Factors Associated with First-Fill Adherence Rates for Diabetic Medications: A Cohort Study

Nirav R Shah 1,2,4,, Annemarie G Hirsch 1, Christopher Zacker 3, Scott Taylor 1, G Craig Wood 1, Walter F Stewart 1
PMCID: PMC2629003  PMID: 19093157

Abstract

Background

Little is known about first-fill adherence rates for diabetic medications and factors associated with non-fill.

Objective

To assess the proportion of patients who fill their initial prescription for a diabetes medication, understand characteristics associated with prescription first-fill rates, and examine the effect of first-fill rates on subsequent A1c levels.

Design

Retrospective, cohort study linking electronic health records and pharmacy claims.

Participants

One thousand one hundred thirty-two patients over the age of 18 who sought care from the Geisinger Clinic, had Geisinger Health Plan pharmacy benefits, and were prescribed a diabetes medication for the first time between 2002 and 2006.

Measurements

The primary outcome of interest was naïve prescription filled by the patient within 30 days of the prescription order date.

Results

The overall first-fill adherence rate for antidiabetic drugs was 85%. Copays < $10 (OR 2.22, 95% CI 1.57–3.14) and baseline A1c > 9% (OR 2.63, 95% CI 1.35, 5.09) were associated with improved first-fill rates while sex, age, and co-morbidity score had no association. A1c levels decreased among both filling and non-filling patients though significantly greater reductions were observed among filling patients. Biguanides and sulfonylureas had higher first-fill rates than second-line oral agents or insulin.

Conclusions

First-fill rates for diabetes medication have room for improvement. Several factors that predict non-filling are readily identifiable and should be considered as possible targets for interventions.

KEY WORDS: diabetes, medication adherence, electronic health records, pharmacoepidemiology

INTRODUCTION

Much of the distance between the promise of evidence-based medicine and reality of improved patient outcomes can be attributed to problems in the ‘last mile,’ or patient adherence—the “extent to which a person’s behavior coincides with medical or health advice.”1 Prescription medication adherence is strongly associated with outcomes for a number of chronic diseases.2,3 Most of the evidence, however, is based on follow-up studies of patients who have filled their first prescription; relatively little is known about the percent of prescriptions that are never filled and the impact of overall first-fill non-adherence on disease outcomes. Similarly, factors associated with non-fill have yet to be explored.

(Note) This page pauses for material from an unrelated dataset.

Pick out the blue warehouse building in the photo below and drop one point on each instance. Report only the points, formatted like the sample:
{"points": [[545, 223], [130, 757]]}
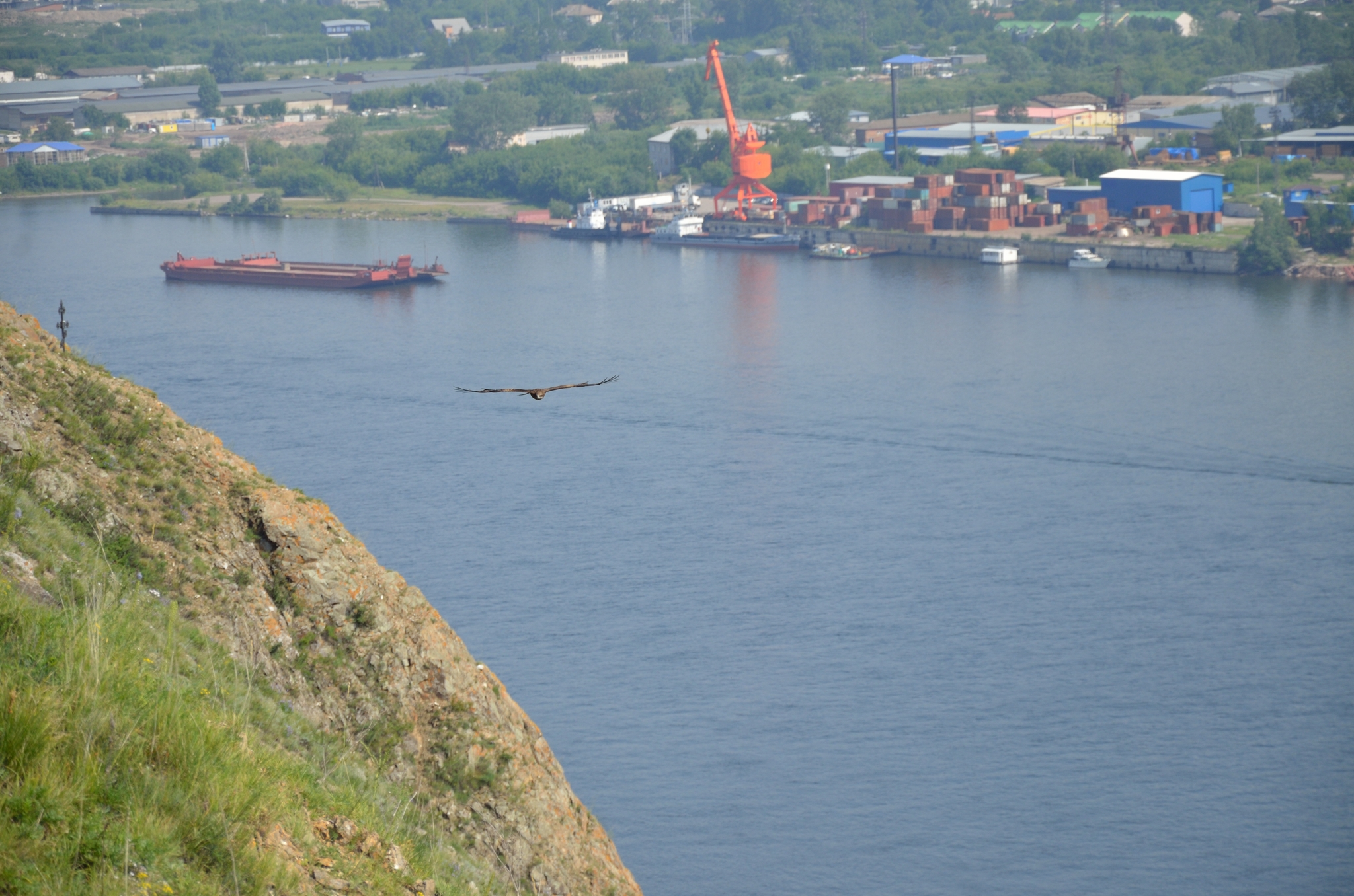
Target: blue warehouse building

Quantifying first-fill prescription rates, the procurement of the first prescribed medication for a disease following a written order, is especially challenging. Efforts to improve prescription adherence are increasing among health plans and pharmacy benefits managers. Most strategies are confined to individuals who fill at least one prescription in the therapeutic class of interest.4 This constraint is inherent to systems that manage adherence programs because awareness of a prescription is limited to claims data (i.e., data are only available when a claim for a prescription is processed), meaning when the drug was actually picked up by the patient. Thus, the denominator for evaluating treatment adherence is based on the group that first fills its prescription, not the group that is first prescribed a drug in a specific class. Access to electronic health record data (i.e., the patient’s medical record) provides the means to identify all patients who were first prescribed a medication, whether or not a claim was processed. Studying and intervening upon first-fill rates may impact the field differently than focusing on standard adherence measures such as the medication possession ratio.

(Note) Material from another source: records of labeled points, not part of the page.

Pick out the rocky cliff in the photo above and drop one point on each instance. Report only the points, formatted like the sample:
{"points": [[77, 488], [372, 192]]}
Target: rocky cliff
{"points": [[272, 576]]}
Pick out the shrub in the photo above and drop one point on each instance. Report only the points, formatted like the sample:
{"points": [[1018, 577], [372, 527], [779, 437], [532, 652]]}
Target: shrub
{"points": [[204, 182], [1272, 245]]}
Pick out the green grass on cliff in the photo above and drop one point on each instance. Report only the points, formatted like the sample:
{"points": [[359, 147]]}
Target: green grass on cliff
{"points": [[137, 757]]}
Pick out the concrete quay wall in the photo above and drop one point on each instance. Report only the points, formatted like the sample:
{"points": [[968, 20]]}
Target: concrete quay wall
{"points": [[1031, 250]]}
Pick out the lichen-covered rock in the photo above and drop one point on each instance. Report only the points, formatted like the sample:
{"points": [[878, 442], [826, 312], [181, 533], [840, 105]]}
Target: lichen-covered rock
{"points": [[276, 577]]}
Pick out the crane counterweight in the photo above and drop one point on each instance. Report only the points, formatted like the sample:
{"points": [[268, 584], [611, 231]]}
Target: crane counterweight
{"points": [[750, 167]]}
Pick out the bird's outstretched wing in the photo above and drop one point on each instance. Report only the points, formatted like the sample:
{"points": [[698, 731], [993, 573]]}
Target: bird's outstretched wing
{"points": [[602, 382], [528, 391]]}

We examined first-fill rates for patients treated with diabetes medications by linking prescribing information from electronic health records (EHR) to pharmacy claims data of one insurer. By using information from EHR and pharmacy claims, one can identify prescriptions that were written, but not filled by the patient. We used a retrospective cohort design to assess the proportion of patients who filled a naïve prescription for antihyperglycemic medications, to understand characteristics associated with first-fill rates, and to examine the effect of first-fill rates on attainment of hemoglobin A1c goals.

METHODS

Setting

Geisinger Clinic’s EHR and Geisinger Health Plan’s (GHP) claims database were the primary sources of data for this study. Geisinger is a diversified health care system encompassing the Geisinger Clinic, a multi-specialty practice that has 57 clinic sites and 730 employed physicians and physician’s assistants. The Geisinger Clinic patient population includes residents from central and northeastern Pennsylvania, a predominantly white population (96% Caucasian). The Epic Systems Corporation® EHR system was installed in all Geisinger Clinic community practice sites and specialty clinics from 1996 through 2001 and to date contains information on nearly three million patients. This system allows for the integration of clinical information across diverse settings of care and makes all patient information available in digital form. Geisinger Clinic patients are represented by a range of different payers, including GHP which accounts for 30% of the Clinic patients. Though GHP shares its name with Geisinger, it is an independent entity and one of the nation’s largest rural HMOs.

Study Sample

The following were the criteria of th study patients: 1) age 18 or older; 2) seeking care from the Geisinger Clinic; 3) had Geisinger Health Plan pharmacy benefits; and 4) prescribed their first antihyperglycemic medication between January 2002 and December 2006 ( = 1,173). Antihyperglycemic drugs were defined in the following classes: meglitinides, sulfonylureas, insulin, biguanides (metformin), thiazolidinediones, alpha-glucosidase inhibitors, lipase inhibitors, pramlintide, GLP-1 receptor agonists (including exenatide). To eliminate patients who may fill their prescription using a prescription plan other than GHP (e.g., spousal pharmacy benefits), the analysis was limited to those who had used their GHP pharmacy benefit at any time prior to the date of the index medication ( = 1,132). Furthermore, we limited inclusion to patients who had been enrolled in GHP for at least one year prior to the index prescription, to further limit the sample to incident diabetics.

Study Variables

The following data were extracted from the EHR: age, sex, date of diabetes diagnosis (i.e., defined using relevant ICD-9 codes from medications or problems lists), number of refills written on the index diabetes prescription (i.e. first antihyperglycemic prescription), drug class, number of co-morbid conditions (other than HIV due to IRB restrictions) for a calculated Charlson Index5, number of office visits within 6 months prior to index prescription, all A1c lab results (continuous measure and dichotomized as < 9% or 9%+, total number of medications prescribed +/− 10 days of index prescription, and date of order of the medication. In cases where patients were prescribed multiple medications on the index date, all prescriptions were included in analysis.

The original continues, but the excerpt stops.